OASIS Mailing List ArchivesView the OASIS mailing list archive below
or browse/search using MarkMail.


Help: OASIS Mailing Lists Help | MarkMail Help

[Date Prev][Date Next][Thread Prev][Thread Next][Date Index][Thread Index]

RE: Request: Techniques for reducing the size of XML instances

>  That's my fundamental question about binary XML, and IMO the answer
>almost never.  Obviously you disagree, but I think the whole idea is
>solving yesterday's problems, instead of focusing in tomorrow's.

Discussions of binary XML often conflate the different reasons that
people might desire a binary representation of XML.  In my mind there
are two major differing motivations:

1) Compress wire-level traffic.  This is normally important in
situations where systems are communicating through a low-bandwidth or
high latency link like satellite.  It is also a common issue brought up
by people on fast networks who believe that they will nevertheless be
hurt by XML's verbosity when shipping data around.

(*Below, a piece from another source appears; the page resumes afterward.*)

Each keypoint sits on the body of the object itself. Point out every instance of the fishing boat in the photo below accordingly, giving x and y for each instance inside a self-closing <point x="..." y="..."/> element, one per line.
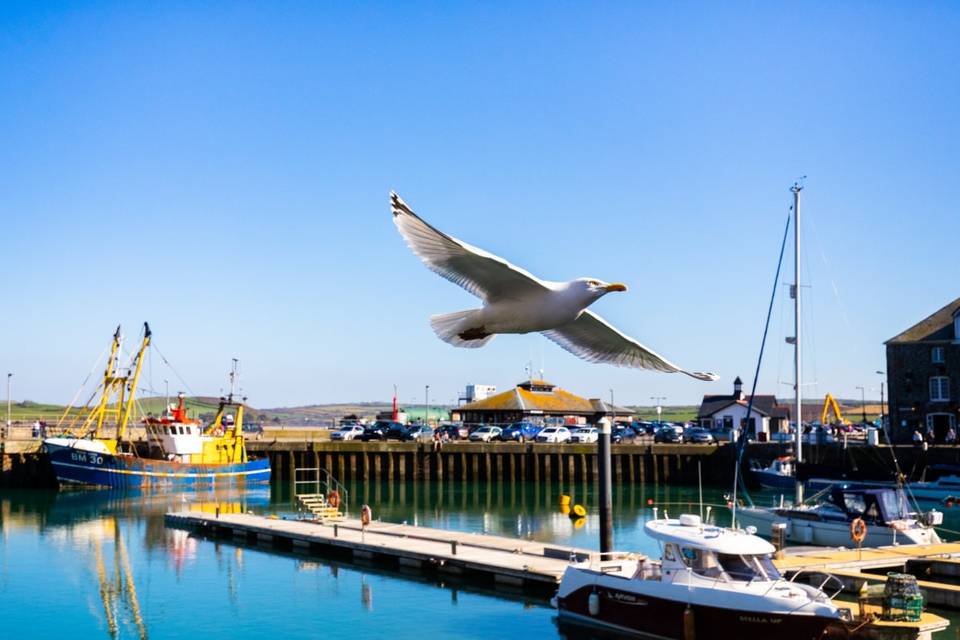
<point x="178" y="451"/>
<point x="710" y="581"/>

2) Have a small in-memory footprint.  This is normally brought up in
context of the burgeoning explosion of "smart" devices.  For example, if
I want to use my Casio watch to send a SOAP message to my refrigerator
(everyone knows that refrigerators don't have much RAM), I want to
conserve memory while parsing the message.

I think it is important to consider these as different problem spaces.  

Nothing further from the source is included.